"Clergue fut sans doute le seul témoin de la naissance d'Aphrodite"       cit. Jean Cocteau
Je comprends aujourd’hui combien mon existence a basculé le 7 février 1971, à Châlon-sur-Saône.
Mes yeux d’adolescent découvraient, émerveillés, les photographies de Lucien Clergue, nus de la mer, aux cimaises du musée Nicéphore Niepce.

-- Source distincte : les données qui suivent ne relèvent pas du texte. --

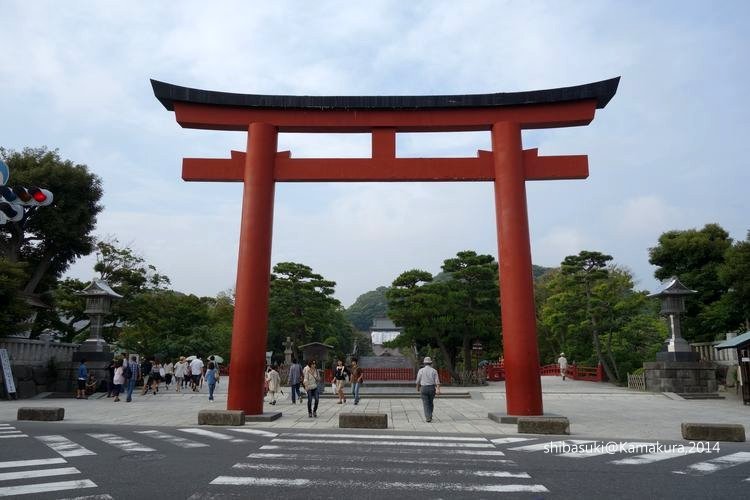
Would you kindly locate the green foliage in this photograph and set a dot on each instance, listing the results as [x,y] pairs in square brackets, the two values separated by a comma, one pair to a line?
[695,257]
[301,307]
[127,273]
[50,238]
[590,310]
[734,274]
[168,324]
[368,306]
[449,314]
[13,307]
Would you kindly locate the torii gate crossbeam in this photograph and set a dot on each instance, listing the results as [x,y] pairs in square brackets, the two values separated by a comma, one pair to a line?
[508,166]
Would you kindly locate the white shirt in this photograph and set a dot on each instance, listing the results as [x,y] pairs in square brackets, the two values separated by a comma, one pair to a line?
[427,375]
[196,367]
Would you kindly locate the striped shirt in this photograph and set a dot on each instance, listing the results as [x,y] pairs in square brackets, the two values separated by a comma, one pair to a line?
[427,375]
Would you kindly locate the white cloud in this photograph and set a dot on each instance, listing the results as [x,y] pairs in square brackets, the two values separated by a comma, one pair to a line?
[667,153]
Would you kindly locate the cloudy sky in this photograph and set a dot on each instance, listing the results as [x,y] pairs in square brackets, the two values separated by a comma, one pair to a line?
[670,151]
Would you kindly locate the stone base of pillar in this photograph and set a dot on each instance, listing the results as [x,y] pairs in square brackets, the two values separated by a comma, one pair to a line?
[682,377]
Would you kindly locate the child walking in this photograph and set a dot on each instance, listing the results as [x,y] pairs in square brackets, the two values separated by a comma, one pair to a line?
[211,379]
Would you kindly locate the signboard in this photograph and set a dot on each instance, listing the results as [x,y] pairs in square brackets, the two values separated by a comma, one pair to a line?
[10,387]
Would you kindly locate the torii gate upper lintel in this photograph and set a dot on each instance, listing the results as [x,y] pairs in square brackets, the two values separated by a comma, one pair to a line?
[508,166]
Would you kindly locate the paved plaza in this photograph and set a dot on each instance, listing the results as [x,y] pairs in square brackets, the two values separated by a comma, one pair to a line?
[595,410]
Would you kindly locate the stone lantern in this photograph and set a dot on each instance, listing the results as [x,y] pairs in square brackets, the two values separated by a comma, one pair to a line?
[672,305]
[677,368]
[99,298]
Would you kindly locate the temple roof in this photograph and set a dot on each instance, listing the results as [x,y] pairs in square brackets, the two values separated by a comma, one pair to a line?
[601,92]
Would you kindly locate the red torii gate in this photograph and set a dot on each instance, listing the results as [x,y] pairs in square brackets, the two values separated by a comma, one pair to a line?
[508,166]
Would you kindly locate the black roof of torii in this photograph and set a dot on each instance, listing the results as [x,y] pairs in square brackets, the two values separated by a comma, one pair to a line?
[601,91]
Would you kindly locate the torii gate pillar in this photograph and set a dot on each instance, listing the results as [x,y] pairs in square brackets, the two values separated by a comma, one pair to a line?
[522,382]
[253,271]
[508,166]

« Née de la vague » est sans doute le livre auquel je tiens le plus.
***
C’est avec le SEMFLEX 6x6 familial  que je fis mes premiers clichés,  un ZEISS IKON Icarex 35 S  me permit d’user d’un format plus commode, j’appris les joies et les difficultés du développement des films et des tirages papier  auprès des collaborateurs du magasin « AU DEPART »  à Dijon et ai vécu bien des week-ends cloitré  dans le couloir de la chaufferie de la maison, sous les rayons de la lampe inactinique, attendant la révélation de l’image.
Vint le baccalauréat, l'époque où il ne fallait pas songer à des études artistiques dans un milieu tel que le mien.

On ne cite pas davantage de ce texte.